What Is the Origin of the Saying "Spitting Image"?

The term "spitting image" means an exact likeness.
Spitting Image (Origin)

Examples of Use:

  • You have your mum's nose, but you're the spitting image of your dad.
  • You're the spitting image of Elton John. You could be a celebrity look-a-like.
  • I'm the spitting image of my uncle, but I'm glad I'm nothing like him.
The term "spitting image" has evolved from "spit and image." In this saying, the word "spit" means a copy. It stems from the idea of creating a copy of a person by spitting, like an oral birthing or a clone.

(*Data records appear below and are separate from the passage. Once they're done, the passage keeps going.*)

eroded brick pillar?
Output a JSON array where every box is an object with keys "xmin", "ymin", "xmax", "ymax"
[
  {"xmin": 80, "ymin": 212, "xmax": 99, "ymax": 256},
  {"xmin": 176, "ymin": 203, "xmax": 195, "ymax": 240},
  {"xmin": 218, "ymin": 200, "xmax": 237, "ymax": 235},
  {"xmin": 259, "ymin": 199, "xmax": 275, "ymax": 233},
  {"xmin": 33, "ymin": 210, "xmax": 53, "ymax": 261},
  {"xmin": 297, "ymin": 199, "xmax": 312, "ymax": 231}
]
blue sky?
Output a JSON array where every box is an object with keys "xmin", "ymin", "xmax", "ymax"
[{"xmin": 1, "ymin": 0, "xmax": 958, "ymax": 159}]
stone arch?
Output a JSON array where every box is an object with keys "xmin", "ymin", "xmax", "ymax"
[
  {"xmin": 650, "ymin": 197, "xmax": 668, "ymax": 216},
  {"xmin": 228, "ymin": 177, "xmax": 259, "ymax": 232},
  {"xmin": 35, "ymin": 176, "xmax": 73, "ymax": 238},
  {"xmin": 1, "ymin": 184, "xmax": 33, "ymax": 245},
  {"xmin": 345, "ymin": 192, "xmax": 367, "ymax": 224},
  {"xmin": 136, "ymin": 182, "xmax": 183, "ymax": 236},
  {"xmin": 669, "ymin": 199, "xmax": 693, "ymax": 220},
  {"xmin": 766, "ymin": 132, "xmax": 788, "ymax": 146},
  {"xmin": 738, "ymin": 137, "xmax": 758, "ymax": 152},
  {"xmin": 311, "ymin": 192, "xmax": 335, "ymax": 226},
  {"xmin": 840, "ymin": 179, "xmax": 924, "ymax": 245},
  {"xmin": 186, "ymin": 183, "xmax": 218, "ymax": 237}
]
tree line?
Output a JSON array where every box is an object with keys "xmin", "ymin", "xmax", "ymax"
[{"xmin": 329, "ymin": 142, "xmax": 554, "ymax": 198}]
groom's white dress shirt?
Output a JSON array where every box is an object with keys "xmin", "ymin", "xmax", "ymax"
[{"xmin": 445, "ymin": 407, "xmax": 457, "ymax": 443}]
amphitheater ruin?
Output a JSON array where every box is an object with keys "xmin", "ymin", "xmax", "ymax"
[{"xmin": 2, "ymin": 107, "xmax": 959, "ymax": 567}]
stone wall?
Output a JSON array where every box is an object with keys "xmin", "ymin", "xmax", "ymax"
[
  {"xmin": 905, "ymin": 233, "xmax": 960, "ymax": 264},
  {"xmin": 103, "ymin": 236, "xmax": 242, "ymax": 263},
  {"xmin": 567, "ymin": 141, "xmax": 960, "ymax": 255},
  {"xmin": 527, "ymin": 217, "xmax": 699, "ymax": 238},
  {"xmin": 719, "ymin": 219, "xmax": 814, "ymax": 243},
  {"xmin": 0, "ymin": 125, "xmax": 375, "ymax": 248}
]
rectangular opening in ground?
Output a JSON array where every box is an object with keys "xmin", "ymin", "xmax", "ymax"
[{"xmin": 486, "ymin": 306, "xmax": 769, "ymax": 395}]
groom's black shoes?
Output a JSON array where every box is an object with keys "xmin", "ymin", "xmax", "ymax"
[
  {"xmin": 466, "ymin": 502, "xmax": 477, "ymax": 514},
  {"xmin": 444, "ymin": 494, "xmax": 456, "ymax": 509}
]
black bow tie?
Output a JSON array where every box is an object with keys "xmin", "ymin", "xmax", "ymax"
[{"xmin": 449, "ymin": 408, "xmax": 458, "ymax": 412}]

This notion has been in circulation since at least the late 17th century as evidenced by its use in Irish dramatist George Farquhar's 1689 comedy "Love and a Bottle":
  • "Poor child! he's as like his own dadda as if he were spit out of his mouth."
Used in other cultures too, the idea of a "spit" being a clone was widespread in the 17th century, and it came to form part of the term "spit and image," which effectively means "a copy and a copy." By the end of the 19th century, "spit and image" was common.

According to Google's Ngram Viewer, the term "spitting image" first appears in 1843, but it doesn't break into popular language until the 1920s. One of the earliest examples features in Alice Hegan Rice's 1901 book "Mrs. Wiggs of the Cabbage Patch":
  • "Oh, yes," answered Mrs. Wiggs, complacently; "there wouldn't be no trouble 'bout Billy promotm'. I 'spect he could take to writin' newspapers right away, if you could hold him down to it. He's jes' like his pa-the very spittin' image of him! Mr. Wiggs was so educated-the most fluent man in jography I ever seen!"
Grammatically speaking, with three "I"s in close proximity, the term "spitting image" is an example of assonance, which affords it some rhythm when spoken and likely contributes to its popularity.

Competing Theory

The term "spitting image" is a mispronunciation of "splitting image." This term describes the practice of creating a mirror image of wood grain by splitting it. It is a well-established decorative effect used by cabinet and musical-instrument makers.

Competing Theory

"Spit and image" is a mispronunciation of "spirit and image," with "spirit" being another metonym for a copy of a person.